Issues of equality and demilitarisation have been resolutely kept off the agenda by unionists, with the backing of the British government's influential security establishment. Not a single prisoner has been released by the British government. On the ground, military posts have been strengthened and nationalist concerns about the RUC have not even been considered.

Equality in areas such as employment and culture is nowhere near being tackled.

Cries of bias were unsustainable. The evidence is simply not there. Indeed, last weekend' s Sunday Tribune reported that: ``UDP activists readily admit that the stream of concessions to the IRA about which their party has complained is more of a perception than a reality.''

And behind the spurious claims, David Trimble was in regular contact with Tony Blair, urging him to calm this unionist-inspired `crisis' bty favouring unionists in the process. It was a calculated exploitation of the sectarian murders of Catholics.
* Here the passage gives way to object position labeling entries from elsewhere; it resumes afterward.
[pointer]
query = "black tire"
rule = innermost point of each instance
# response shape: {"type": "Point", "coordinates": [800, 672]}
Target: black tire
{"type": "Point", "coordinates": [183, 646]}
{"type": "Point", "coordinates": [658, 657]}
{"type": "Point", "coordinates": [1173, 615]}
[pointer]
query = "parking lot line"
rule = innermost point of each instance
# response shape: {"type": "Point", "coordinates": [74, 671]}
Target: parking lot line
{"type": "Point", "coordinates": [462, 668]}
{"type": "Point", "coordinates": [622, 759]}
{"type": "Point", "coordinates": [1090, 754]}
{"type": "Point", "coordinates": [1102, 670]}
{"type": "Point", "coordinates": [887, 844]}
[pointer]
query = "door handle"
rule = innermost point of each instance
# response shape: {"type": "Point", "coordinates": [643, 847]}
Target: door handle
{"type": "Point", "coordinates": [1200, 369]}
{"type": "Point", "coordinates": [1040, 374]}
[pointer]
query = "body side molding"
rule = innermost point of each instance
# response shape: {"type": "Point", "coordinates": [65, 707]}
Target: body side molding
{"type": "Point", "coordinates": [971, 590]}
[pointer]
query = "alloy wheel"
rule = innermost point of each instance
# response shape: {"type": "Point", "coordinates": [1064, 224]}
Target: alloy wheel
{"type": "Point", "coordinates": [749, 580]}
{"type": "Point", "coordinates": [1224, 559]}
The suspicion has to be that the unionist and loyalist leadershipsrecognised that the talks must produce fundamental change -- and soon. There must be a society based on justice and equality, something they are finding impossible to deal with. They therefore went outside the process to make sure that change didn't happen.

As 12 January approached the ball was firmly in the court of the two governments. Ahern and Blair had a choice. They could back unionist and loyalist demands for no change -- in other words, follow the fine tradition of playing the Orange Card.

Or they could push forward a process which will bring real change.

The perception is that they opted for the former and that an agenda has been introduced through `The Propositions on Heads of Agreement' with an in-built leaning towards unionism. This has created a sense of real unease.

Sinn Fein made it clear before Monday that the Orange Card was being played. The two governments were told they should not give way to unionist threats and sectarian murders. They were in no doubt that Sinn Fein was opposed to the document.

The governments, by presenting a sop to Trimble, have made a serious mistake. They have only entrenched the `not-an-inch' mentality of unionism.

Compounding this entrenchment, Seamus Mallon, in praise of the document, highlighted how it gave both a little pain and a little comfort to everybody. Such comments further bolster unionist intransigence. This is not the sort of parity required to resolve the problem of partition. There is a fundamental inequality which cannot be addresses by a little pain here and a little bit of comfort there. Fundamental, far reaching change is needed.

The talks process is about resolving human rights abuse, inequality and the continued legacy of British involvement in Ireland.

The two governments must understand that there can be no retreating from their previously stated positions. There can be no internal settlement. The reason there is a process in the first place is because partition has failed.

It has failed nationalists with disastrous consequences. But it has also failed unionists and has not served to ensure their own economic and social stability. It has failed the whole island in terms of human rights, cultural development, economic prosperity and social stability.

For the thousands who have suffered discrimination, imprisonment and death as a result of partition, the status quo can simply not be allowed to prevail. There needs to be fundamental political and constitutional change.

Unionists must be brought to realise this; they must engage in a real dialogue on the basis that fundamental change is going to happen. Progress cannot be coralled by their intransigence, insecurity and lack of confidence in their own arguments.

The process must deal with all the issues honestly.

For its part, Sinn Fein has made it clear that it is determined to make it work and will engage in the talks confidently, bringing its own analysis to the table without diluting its position on the need for an all-Ireland settlement.

It is important that the governments approach the task in hand with the same determination to produce a lasting settlement. They must ensure that the process has the dynamic for change.